Further, the length of the longitudinal section of the first end of the deformation channel section is 1/2 of the length of the longitudinal section of the second end of the deformation channel section; the width of the longitudinal section of the second end of the deformation channel section is 1/2 of the width of the longitudinal section of the first end of the deformation channel section.
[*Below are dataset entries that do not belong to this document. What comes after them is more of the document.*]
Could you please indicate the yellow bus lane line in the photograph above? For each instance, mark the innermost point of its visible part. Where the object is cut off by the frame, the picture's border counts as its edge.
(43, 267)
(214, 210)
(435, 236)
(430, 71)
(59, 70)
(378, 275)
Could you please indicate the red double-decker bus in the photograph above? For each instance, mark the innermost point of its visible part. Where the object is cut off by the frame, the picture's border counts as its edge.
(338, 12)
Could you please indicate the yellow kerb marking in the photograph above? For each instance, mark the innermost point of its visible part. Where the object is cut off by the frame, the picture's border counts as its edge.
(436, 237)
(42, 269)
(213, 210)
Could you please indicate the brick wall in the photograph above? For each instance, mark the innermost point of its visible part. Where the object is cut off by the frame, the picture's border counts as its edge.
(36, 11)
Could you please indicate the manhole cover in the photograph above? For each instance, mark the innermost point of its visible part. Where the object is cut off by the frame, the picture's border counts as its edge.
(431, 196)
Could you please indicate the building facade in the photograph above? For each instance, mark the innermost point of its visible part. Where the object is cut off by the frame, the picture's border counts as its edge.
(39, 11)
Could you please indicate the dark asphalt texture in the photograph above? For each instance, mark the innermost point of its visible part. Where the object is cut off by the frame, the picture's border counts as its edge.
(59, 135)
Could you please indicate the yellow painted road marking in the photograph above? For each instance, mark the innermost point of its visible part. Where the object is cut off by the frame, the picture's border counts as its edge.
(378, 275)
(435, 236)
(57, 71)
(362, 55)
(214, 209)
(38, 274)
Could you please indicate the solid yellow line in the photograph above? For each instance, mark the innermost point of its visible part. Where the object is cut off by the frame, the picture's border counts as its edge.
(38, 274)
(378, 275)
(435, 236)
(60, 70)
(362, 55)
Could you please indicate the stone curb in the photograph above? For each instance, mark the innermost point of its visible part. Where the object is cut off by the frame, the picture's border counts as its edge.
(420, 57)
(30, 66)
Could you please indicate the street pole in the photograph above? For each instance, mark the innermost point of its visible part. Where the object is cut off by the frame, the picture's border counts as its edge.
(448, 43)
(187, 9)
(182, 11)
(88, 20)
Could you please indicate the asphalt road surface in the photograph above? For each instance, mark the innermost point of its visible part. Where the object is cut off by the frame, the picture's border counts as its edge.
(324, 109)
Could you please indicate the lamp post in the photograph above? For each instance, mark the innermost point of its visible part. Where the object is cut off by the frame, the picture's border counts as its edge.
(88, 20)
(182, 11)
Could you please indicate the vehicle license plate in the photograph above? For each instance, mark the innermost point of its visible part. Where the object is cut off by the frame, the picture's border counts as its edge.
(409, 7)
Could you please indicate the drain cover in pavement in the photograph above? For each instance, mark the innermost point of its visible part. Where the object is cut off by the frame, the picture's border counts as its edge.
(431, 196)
Further, the width of the longitudinal section of the third circular arc-shaped channel is 1/2 of the width of the longitudinal section of the primary separation channel, and the lower bottom surface of the third circular arc-shaped channel, the first straight pipe channel and the lower bottom surface of the first circular arc-shaped channel are positioned on the same plane;

the lower bottom surface of the second straight pipe channel is placed on the upper surface of the third circular arc channel, and the upper surfaces of the second straight pipe channel and the second circular arc channel are positioned on the same plane with the upper surfaces of the first straight pipe channel and the first circular arc channel.

A dust removal apparatus comprising any one of the above-described secondary cyclonic separating apparatus for use in a confined space.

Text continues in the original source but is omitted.